2023-02-03 Elasticsearch Indexes and Structure Revisited - Proposal 1
Previous Discussions
https://hee-tis.atlassian.net/wiki/spaces/NTCS/pages/3696689344
https://hee-tis.atlassian.net/wiki/spaces/NTCS/pages/3702784003
Summary of findings
There is an existing Sync Process:
The existing Elasticsearch resync job approach for connections is impractical as it takes over ~6 hours (unknown what total time actually is) to complete.
There are two stages to the job:
Data is synchronised and aggregated from GMC and TIS (approx 1.5-2 hours)
Aggregated data is then sorted into Recommendation and Connection indexes (unknown duration but last attempt aborted at over ~4 hours)
We solved the speed issue in b. with an reindex operation for the Recommendation index - this takes minutes, at most. This was possible in Recommendations as it’s just a straight 1:1 copy of the data from masterdoctorindex to recommendationindex
We cannot do this for the existing Connection indexes, as is it not a 1:1 copy operation. There are currently 3 connections indexes that contain subsets of masterdoctorindex according to business logic.
Queries that need to be supported:
That business logic was not well understood in terms of actual code implementation, so we were unable to agree on an architecture solution for connections.
Here is the resultant investigation
Data Model:
The current implementation creates a number of additional fields (Are these actually necessary for the queries that need to be supported)
exceptionReason (not sure about this one, feel like there’s a better implementation)
membershipType for inactive doctors
Funny TIS Ids and GMC Ids coming from TCS
Proposal 1 - Single Index - some ahead-of-time field calculations
This is a hybrid approach of approach 1 and 3 from the initial discussion.
From our initial discussion, it’s clear that the original bottleneck for this job was the “ahead of time updates” to sort things into the right index.
From our initial discussion, it’s also not necessarily clear why recommendations and connections need their own indexes if we’re not sub-setting the data or fields.
From the investigation, it’s clear that most of the logic can be done at “query” time.
Given an elasticsearch index of all doctors, we can find all doctors with discrepancies (according to the MVP) using the following query:
WHERE designatedBody != tcsDesignatedBody
ORWHERE gmcReferenceNumber == null
ORWHERE tisPersonId == null
ORWhere membershipType = INACTIVE && existsInGmc == true
ORWHERE exceptionReason != null
This could be achieved fairly trivially using an Elasticsearch query instead of sorting ahead of time, except for the queries marked with (these could technically be achieved using Runtime Fields, but we’d have to upgrade our Elasticsearch/Opensearch cluster, which is probably too risky a job and might spin off other problems)
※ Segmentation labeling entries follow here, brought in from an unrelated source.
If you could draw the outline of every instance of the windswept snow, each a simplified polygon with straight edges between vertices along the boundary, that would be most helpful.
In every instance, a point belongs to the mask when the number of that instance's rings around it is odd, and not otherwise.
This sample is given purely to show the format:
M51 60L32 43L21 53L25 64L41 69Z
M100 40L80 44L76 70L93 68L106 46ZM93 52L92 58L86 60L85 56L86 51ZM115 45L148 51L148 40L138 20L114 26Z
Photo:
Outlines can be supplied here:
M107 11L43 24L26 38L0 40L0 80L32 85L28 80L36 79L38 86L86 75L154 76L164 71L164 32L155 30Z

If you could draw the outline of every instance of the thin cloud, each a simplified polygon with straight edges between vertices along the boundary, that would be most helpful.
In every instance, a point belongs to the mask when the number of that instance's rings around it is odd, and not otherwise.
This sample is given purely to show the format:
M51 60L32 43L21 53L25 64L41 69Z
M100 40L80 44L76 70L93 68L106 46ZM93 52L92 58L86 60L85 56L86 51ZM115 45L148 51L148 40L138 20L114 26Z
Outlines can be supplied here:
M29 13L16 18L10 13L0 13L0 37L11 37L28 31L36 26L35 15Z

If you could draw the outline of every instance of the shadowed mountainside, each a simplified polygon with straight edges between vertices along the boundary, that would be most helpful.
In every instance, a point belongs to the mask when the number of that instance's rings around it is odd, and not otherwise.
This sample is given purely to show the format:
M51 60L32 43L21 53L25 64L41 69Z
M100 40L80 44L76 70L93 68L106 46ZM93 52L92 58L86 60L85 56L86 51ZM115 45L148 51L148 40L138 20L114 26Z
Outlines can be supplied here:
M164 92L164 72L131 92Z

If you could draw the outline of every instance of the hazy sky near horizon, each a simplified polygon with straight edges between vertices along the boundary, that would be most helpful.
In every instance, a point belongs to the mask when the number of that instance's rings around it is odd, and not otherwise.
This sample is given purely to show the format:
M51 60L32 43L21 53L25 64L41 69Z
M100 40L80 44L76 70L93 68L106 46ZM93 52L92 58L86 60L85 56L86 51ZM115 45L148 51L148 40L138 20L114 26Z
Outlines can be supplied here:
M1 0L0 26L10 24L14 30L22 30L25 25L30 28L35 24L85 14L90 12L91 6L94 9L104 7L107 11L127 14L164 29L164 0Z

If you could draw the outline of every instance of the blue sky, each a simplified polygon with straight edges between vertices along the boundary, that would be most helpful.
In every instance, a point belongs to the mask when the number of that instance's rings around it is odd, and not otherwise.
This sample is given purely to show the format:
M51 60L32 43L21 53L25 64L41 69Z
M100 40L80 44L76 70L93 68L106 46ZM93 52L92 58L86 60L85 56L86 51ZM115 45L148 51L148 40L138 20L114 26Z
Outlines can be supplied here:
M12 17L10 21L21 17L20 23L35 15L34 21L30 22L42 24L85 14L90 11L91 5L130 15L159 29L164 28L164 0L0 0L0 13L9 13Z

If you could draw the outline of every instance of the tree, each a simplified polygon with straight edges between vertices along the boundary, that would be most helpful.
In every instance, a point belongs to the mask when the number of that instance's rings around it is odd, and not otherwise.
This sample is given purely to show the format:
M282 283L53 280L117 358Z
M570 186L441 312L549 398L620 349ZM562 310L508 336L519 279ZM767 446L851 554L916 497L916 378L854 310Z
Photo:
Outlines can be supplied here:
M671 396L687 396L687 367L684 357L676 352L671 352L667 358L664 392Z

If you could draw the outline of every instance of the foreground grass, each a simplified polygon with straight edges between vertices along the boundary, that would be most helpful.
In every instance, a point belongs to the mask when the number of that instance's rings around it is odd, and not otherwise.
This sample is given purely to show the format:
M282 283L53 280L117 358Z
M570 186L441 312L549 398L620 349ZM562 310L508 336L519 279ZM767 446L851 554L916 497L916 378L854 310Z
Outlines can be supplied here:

The proposal for a hybrid approach is the following:
Firstly, include the following fields in the data sent to reval services from TIS:
membershipType
We bin-off the separate indexes and use an alias on
masterdoctorindex
for it to be accessed bytis-connection-service
(read only)We create two new flag fields, “
dbcDiscrepancy
" and "gmcNumberDiscrepancy
"When a data comes through from either the ES resync Job or the CDC pipelines, we calculate the new fields using
designatedBody != tcsDesignatedBody
.Otherwise, when clicking the discrepancies tab, we filter doctors into those with discrepancies based on the parameters above. Example Elasticsearch query implementation shown in appendix of this page.
In the Front End, we can direct admins towards the general issue with some simple field-value tests to show the categories defined at the top of this document.
Advantages
Much simpler architecture
Much faster ES-Sync-Job (~2 hours total)
Logic maintained in one place*
Disadvantages
“Architecture Smell?” - some dilution of separation of concerns?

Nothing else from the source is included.